In response to the irrationally competitive market, RNR’s management team made the decision to pull back capital for underwriting and reallocated it to repurchase shares. This pivot piqued our interest last year. We began purchasing the stock in the third quarter, prior to Hurricane Ian. We added to our position when shares fell on fears that Ian could result in massive losses for property insurers. Our thinking was that RNR had sufficient capital to sustain cat losses from Ian, and if the storm proved to be bad, it would further catalyze a hard market. Hurricane Ian turned out to be the costliest hurricane in U.S. history, resulting in industry losses forecast to be well in excess of $50 billion. After RNR reported its Q3 cat losses, we were quickly rewarded as pricing for the important January renewal period shot up in excess of 25%, and the stock rallied more than 40% from the Ian lows. RNR still trades at a price/earnings ratio of 8.3, based on the next 12 months’ profit forecasts, which is below the company’s long-term median valuation of 9 times earnings.

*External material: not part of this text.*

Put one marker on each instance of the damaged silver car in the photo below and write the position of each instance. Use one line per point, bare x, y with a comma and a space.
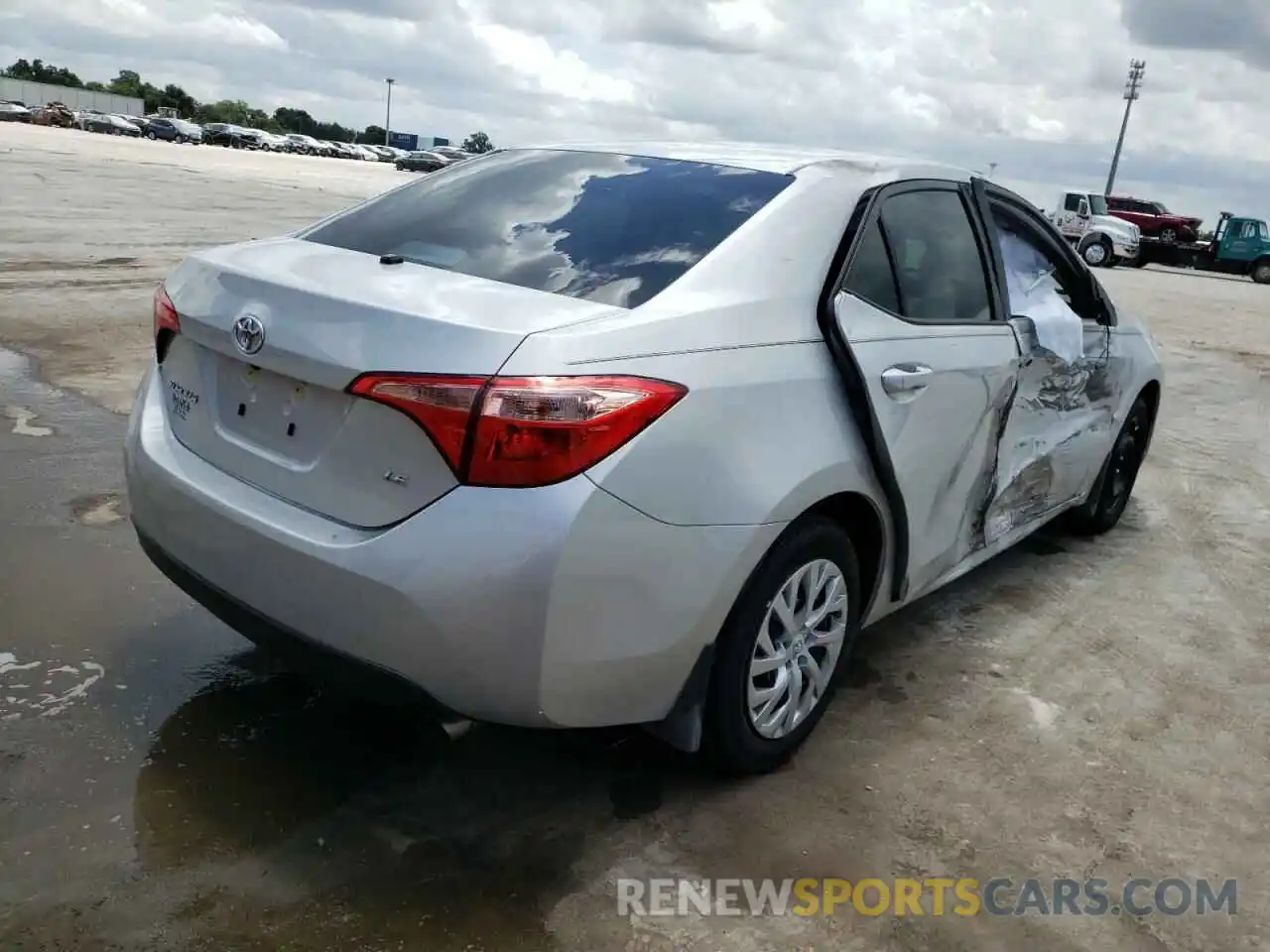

As the markets inched closer to the point where economic risks are starting to get priced into securities, we’ve grown more comfortable adding cyclical exposure to the portfolio. We believe an economic recession over the next year is consensus, profit expectations are falling quickly in certain pockets of the market, and management teams are increasingly capitulating on the demand environment.  

While we expect further economic deterioration in the coming quarters, our focus remains on quantifying both the risk and the reward under multiple good and bad scenarios. It doesn’t always feel good buying cyclical businesses when fundamentals are clearly deteriorating. There is a point, however, where less-defensive businesses become highly attractive even though visibility is poor and economic prospects are deteriorating. As always, we will allow our 10 Principles of Value Investing™ to drive our bottoms-up decision making.

Thank you for your trust and Happy New Year!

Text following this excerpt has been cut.